Membrane insertion of transmembrane proteins typically requires highly hydrophobic alpha helixes at the N-terminus, N-terminal signal peptides, tail anchors, or a combination of the three.
Byun, H., Gou, Y., Zook, A., Lozano, M., & Dudley, J. (n.d). ERAD and how viruses exploit it. Frontiers In Microbiology, 5
These processes occur co-translationally and are mediated by the SEC translocon and associated factors (especially GPI anchor transferases for tail-anchored proteins). However, my undergraduate research is focused on a viral protein which appears to be translated in association with SRP and co-translationally translocated to the ER by the translocon, but is not anchored to the membrane during translocation. This was shown (by others) by purification of the ER-associated fraction of the protein and centrifugation showing the majority pelleted with the dense, soluble fraction. A small fraction pelleted with the low density membrane-associated fraction, and my research further suggests that this membrane-associated fraction is important for its escape from the ER.
The protein I am studying functions in the cytoplasm, not in the ER or in the secretory pathway, and therefore its escape from the ER is essential for its function. The typical ERAD pathway for soluble proteins involves retrotranslocation through the Sec61 translocon channel (the same channel involved in co-translational translocation, but with different associated factors during ERAD), but this would result in unfolding of the protein prior to its retrotranslocation to the cytosol. On the other hand, the ERAD pathway for membrane proteins (the "dislocation pathway") appears to dislocate folded membrane proteins while retaining most or all of their tertiary/quaternary structure (previous citation and below).

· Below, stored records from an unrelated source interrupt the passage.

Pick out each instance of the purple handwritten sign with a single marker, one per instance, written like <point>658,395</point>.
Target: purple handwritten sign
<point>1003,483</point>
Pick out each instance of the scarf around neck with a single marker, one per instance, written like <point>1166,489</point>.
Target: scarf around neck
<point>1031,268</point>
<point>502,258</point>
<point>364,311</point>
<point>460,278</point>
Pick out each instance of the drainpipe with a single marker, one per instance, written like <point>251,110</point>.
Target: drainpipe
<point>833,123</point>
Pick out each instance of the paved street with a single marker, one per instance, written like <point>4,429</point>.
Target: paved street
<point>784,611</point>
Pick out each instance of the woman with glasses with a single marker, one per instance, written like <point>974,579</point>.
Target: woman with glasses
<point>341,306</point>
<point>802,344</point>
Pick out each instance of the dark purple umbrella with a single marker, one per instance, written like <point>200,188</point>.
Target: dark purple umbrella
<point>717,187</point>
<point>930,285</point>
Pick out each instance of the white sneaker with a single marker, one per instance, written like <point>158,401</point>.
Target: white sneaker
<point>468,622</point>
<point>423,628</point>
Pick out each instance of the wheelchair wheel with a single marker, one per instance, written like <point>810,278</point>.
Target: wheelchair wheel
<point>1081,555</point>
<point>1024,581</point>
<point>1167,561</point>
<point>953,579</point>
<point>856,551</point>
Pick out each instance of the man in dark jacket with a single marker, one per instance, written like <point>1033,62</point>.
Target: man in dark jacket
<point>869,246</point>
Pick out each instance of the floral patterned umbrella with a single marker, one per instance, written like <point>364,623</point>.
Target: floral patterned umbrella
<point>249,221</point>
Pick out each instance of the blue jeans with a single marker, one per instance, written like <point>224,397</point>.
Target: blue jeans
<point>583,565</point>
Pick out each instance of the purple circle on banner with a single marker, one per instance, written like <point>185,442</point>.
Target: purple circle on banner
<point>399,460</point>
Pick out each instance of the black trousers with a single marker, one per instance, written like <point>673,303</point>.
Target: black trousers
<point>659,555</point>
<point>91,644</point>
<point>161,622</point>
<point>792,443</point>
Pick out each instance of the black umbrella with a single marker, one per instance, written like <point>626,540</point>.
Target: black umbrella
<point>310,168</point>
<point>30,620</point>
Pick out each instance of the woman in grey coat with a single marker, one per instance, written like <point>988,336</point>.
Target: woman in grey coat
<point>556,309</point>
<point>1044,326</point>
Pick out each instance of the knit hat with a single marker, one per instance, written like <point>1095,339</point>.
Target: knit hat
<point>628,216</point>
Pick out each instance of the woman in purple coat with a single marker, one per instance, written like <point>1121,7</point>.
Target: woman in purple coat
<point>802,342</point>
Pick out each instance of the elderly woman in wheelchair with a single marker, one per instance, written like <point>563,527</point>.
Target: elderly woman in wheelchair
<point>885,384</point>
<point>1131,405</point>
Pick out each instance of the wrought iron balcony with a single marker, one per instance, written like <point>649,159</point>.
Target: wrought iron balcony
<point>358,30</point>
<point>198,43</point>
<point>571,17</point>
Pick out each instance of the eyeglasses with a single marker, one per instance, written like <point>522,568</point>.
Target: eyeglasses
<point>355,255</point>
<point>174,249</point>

Avci, D., & Lemberg, M. K. (2015). Clipping or Extracting: Two Ways to Membrane Protein Degradation. Trends In Cell Biology, (10), 611. doi:10.1016/j.tcb.2015.07.003
Knowing that the protein is not co-translationally inserted into the membrane because only a small fraction is membrane associated, and suspecting that the small membrane-associated fraction is important for its escape from the ER because the dislocation pathway allows folded protein to exit the ER, my question is:
How could the retrotranslocation pathway for soluble proteins be disrupted such that it would (infrequently) result in membrane insertion of this protein at an early step in retrotranslocation-coupled unfolding, such that the folded protein could follow the dislocation pathway into the cytoplasm?

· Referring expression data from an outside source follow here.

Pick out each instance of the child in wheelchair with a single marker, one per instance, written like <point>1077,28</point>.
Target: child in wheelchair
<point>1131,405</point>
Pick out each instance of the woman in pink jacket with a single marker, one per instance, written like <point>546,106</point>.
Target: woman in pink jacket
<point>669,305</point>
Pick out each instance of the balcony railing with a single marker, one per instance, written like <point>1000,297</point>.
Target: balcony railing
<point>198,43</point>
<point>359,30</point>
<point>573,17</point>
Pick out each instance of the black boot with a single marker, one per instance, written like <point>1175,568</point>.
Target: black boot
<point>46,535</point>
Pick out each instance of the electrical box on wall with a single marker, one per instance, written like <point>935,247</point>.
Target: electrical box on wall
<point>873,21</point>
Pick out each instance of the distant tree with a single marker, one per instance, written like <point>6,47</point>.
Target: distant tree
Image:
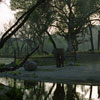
<point>72,17</point>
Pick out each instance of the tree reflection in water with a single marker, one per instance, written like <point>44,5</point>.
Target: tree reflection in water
<point>30,90</point>
<point>59,93</point>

I would appreciate any examples of similar processes in viruses or in eukaryotes, but any speculation on possible mechanisms - based on understanding of ERAD but lacking supporting examples - would also be greatly appreciated.
As this is unpublished research, I can't be too specific about what virus or even what model system I'm working in, but if there is additional information that would help, I'll be happy to provide it - if I can.
One final piece of information that is also relevant is that I suspect the protein's transmembrane or membrane-anchored domain is very close to its C-terminus. Another important question that this raises is whether retrotranslocation exclusively proceeds by feeding the N-terminus of a protein into the Sec61 channel, or if the C-terminus can be fed directly into the channel? If only the N-terminus could be fed into the channel, this would suggest most of the protein would have to be unfolded before the C-terminal domain became associated with the channel and was able to become membrane-associated, which voids the main benefit of the dislocation pathway; maintaining the folded state of the protein.
If somebody can answer only this question regarding the translocon (and provide some relevant reading), I would be incredibly grateful because it would suggest further literature search to help support the mechanism I am proposing.